Todd Courser and Cindy Gamrat — two former Republican lawmakers who made national news after they tried to cover up an extramarital affair that sent shockwaves throughout the Capitol last year — are now facing felony charges in the sex scandal. According to a report from the Detroit Free Press, Attorney General Bill Schuette announced Friday that warrants have been issued for the arrest of the disgraced state representatives.
Courser faces three counts of misconduct in office — felonies that are each punishable by up to 5 years in prison — and he also was charged with perjury for lying to lawmakers under oath, a felony punishable by up to 15 years in prison. Courser could spend up to 30 years behind bars if he is convicted on all counts. Meanwhile, former Republican Rep. Cindy Gamrat faces two charges of misconduct. If found guilty, Gamrat could be sentenced to up to 10 years in prison and also could be fined up to $10,000.
Courser’s charges are detailed in the below text.
- A perjury charge for lying under oath while testifying before a special House committee about letting an aide forge his signature on a bill he wanted to file before other representatives could.
- Three counts of misconduct in office for allegedly lying to the House Business Office, which investigated the two lawmakers; instructing his staff to forge his signature on bills; and asking House aide Ben Graham to send a fake email to Republicans across the state, which Graham refused to do.
As NBC News explained, Courser resigned and Gamrat was expelled following Courser’s email he sent to GOP activists and reporters under the pretense of a smear campaign claiming he had been caught in the act with a male prostitute behind a Lansing nightclub.
The fraudulent email reportedly labeled Courser as a “bi-sexual porn addicted sex deviant.” The purpose of the email was to make the extramarital affair between him and Gamrat less believable in case it was exposed, Courser later admitted.
“When you’re elected to serve in any public office, you receive a special responsibility from the people. It’s called trust. It’s called judgment. It’s called honesty,” Schuette was quoted as saying during a news conference. “But Representatives Courser and Gamrat, sadly, failed to serve their constituents in an honorable fashion. And worse yet, we allege… that they broke the law. When you lie under oath, those are ingredients for charges of perjury.”

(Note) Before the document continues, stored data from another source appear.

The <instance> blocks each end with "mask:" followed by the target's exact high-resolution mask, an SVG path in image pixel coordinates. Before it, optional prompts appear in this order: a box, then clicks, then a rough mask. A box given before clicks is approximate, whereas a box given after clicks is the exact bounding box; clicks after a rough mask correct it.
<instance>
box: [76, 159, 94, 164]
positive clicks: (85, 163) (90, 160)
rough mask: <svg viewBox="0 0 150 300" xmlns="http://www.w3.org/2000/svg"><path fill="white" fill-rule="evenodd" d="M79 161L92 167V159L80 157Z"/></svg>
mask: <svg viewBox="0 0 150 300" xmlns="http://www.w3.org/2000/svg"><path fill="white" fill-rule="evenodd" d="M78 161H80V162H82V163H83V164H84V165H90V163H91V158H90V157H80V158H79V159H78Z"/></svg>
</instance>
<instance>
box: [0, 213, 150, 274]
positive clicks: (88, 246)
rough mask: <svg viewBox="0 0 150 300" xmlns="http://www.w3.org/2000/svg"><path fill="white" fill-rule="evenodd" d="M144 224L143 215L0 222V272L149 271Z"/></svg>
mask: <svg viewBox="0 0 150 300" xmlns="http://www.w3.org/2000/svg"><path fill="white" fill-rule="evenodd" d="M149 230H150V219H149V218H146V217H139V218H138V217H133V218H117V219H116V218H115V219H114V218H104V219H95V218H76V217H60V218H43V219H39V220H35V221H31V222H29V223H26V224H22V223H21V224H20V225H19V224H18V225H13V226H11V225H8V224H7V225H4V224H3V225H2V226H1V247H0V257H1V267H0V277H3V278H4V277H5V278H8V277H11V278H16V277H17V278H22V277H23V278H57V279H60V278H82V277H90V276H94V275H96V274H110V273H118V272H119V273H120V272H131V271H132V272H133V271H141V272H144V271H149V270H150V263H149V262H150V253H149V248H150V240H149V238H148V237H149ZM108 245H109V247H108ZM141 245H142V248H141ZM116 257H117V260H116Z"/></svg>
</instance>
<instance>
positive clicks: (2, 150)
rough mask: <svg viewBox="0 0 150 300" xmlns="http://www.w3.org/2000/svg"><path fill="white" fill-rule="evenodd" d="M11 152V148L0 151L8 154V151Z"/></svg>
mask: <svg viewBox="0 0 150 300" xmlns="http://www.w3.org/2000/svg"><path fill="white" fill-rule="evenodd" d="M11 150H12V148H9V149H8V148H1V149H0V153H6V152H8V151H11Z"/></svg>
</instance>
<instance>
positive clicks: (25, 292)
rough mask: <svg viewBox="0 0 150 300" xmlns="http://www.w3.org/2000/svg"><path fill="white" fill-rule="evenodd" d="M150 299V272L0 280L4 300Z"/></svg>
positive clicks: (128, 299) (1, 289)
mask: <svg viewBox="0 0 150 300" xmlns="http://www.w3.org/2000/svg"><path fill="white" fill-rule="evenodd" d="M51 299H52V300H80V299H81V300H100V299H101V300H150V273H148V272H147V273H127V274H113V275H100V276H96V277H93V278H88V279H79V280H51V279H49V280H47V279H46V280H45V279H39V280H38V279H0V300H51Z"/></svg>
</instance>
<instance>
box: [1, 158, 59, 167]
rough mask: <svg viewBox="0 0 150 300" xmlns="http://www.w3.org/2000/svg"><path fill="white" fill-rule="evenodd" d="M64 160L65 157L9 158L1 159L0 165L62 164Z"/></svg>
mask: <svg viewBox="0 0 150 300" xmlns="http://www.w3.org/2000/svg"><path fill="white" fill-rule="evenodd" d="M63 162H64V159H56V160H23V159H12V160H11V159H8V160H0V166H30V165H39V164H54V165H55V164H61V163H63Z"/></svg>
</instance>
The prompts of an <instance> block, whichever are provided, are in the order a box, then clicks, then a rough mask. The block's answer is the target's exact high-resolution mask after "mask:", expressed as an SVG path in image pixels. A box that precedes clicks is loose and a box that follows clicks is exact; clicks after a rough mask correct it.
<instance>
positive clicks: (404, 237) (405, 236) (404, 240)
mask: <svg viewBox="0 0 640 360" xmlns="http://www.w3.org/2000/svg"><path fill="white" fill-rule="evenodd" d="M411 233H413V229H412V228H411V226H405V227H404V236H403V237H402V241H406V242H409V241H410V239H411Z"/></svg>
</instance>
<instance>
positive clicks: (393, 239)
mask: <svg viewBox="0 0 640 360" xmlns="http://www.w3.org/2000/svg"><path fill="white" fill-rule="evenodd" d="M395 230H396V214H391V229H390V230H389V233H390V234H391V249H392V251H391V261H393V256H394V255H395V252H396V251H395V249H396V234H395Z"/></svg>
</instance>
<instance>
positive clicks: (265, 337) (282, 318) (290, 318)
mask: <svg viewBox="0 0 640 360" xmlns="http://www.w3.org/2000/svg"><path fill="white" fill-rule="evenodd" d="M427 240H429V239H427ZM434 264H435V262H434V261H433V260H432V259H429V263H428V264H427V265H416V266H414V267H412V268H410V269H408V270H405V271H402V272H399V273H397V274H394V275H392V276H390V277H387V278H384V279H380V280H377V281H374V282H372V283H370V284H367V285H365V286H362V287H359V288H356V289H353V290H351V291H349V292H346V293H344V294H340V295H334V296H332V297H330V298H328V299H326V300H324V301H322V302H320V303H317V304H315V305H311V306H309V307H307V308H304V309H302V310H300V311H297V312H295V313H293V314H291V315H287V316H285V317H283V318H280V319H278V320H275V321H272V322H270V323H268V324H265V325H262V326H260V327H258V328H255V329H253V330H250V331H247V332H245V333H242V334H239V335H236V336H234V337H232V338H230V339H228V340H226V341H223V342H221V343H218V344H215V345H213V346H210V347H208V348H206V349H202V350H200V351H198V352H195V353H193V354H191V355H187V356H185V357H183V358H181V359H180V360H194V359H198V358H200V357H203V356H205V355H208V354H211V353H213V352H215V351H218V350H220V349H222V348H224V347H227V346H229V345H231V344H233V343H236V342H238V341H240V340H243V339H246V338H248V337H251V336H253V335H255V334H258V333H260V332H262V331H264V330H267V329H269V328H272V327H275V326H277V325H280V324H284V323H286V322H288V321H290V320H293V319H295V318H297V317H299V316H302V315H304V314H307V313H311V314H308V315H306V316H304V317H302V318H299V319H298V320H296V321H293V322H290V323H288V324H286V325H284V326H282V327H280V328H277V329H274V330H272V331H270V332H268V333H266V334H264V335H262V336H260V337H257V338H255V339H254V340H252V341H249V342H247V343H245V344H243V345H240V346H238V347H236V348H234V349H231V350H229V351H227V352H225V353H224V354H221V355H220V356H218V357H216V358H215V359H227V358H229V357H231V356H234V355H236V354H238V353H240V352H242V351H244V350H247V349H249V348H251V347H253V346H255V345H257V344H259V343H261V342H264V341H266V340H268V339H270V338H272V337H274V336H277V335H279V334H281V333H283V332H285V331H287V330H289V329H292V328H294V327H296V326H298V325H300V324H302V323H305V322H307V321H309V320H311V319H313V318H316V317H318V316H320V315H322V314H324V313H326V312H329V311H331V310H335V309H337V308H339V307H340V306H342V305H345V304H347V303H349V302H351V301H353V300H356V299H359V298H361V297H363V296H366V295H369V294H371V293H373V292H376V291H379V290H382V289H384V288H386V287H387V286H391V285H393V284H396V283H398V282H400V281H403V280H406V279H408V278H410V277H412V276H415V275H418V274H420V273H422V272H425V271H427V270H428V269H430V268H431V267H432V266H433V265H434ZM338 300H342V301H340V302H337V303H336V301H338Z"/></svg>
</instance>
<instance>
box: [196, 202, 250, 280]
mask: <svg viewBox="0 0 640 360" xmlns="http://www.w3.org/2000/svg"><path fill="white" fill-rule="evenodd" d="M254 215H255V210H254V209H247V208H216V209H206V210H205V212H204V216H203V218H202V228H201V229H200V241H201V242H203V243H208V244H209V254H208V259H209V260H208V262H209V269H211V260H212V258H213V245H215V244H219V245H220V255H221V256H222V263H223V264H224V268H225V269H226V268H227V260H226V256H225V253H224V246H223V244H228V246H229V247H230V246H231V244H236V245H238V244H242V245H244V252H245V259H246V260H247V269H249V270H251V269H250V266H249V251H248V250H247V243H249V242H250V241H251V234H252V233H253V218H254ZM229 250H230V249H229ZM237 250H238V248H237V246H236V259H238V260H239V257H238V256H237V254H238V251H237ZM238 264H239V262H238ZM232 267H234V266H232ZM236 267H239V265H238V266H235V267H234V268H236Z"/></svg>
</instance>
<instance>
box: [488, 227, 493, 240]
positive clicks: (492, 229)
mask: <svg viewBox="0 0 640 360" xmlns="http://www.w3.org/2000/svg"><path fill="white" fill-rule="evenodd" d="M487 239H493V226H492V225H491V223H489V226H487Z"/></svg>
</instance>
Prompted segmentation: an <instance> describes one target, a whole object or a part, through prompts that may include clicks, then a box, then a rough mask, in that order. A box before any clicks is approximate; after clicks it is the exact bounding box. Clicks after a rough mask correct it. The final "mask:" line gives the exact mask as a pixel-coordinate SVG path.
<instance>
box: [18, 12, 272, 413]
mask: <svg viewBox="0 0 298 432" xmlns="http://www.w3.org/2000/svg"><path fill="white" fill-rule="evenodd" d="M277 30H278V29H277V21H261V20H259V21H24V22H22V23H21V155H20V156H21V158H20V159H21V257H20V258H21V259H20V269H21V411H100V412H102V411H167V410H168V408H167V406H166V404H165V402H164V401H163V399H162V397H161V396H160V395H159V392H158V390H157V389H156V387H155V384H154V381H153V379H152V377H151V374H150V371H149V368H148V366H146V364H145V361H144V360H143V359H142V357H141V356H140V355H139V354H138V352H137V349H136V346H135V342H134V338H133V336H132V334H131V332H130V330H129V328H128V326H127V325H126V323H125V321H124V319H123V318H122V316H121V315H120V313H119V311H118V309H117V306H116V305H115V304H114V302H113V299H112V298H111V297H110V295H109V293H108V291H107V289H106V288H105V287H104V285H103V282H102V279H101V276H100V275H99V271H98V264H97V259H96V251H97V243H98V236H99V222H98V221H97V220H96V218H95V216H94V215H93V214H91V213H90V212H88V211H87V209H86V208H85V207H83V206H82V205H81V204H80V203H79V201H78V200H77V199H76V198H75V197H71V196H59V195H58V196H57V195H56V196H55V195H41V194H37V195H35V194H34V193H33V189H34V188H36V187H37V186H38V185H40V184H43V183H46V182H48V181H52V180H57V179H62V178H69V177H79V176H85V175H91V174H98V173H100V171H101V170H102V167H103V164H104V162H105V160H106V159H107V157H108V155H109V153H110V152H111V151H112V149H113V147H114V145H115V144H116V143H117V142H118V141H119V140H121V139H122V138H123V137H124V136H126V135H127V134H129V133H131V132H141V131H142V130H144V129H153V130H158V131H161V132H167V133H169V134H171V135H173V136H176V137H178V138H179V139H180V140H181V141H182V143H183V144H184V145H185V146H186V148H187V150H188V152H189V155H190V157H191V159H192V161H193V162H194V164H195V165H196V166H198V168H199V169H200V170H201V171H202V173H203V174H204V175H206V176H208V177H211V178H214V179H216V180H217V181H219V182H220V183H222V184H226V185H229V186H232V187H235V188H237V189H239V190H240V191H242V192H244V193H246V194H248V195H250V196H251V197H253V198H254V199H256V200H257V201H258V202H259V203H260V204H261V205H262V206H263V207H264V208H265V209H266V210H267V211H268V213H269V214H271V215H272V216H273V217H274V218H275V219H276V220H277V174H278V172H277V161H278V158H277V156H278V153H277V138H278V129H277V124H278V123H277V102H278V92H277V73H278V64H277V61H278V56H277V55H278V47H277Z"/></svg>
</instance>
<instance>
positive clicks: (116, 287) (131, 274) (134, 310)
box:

“This is our system of democracy,” Schuette added. “And when you hold the public trust, and there’s questions of misconduct in office and that you lied under oath, I think those are serious. Those are real.”
If Courser and Gamrat fail to turn themselves in by Wednesday, they will be arrested, Schuette spokeswoman Andrea Bitely said.
While Mike Nichols, the attorney for Gamrat, said he’s reviewing the charges, Courser’s attorney is calling the charges “baseless” and “political in nature,” and he claims they are designed “to take heat off the misconduct of others.”
“Todd Courser will continue to defend himself against these baseless and unconstitutional charges,” a statement from Matt DePerno, Courser’s attorney, reads. “He is confident that the truth will come out and that these baseless charges will be shown to be just another extension of corrupt government.”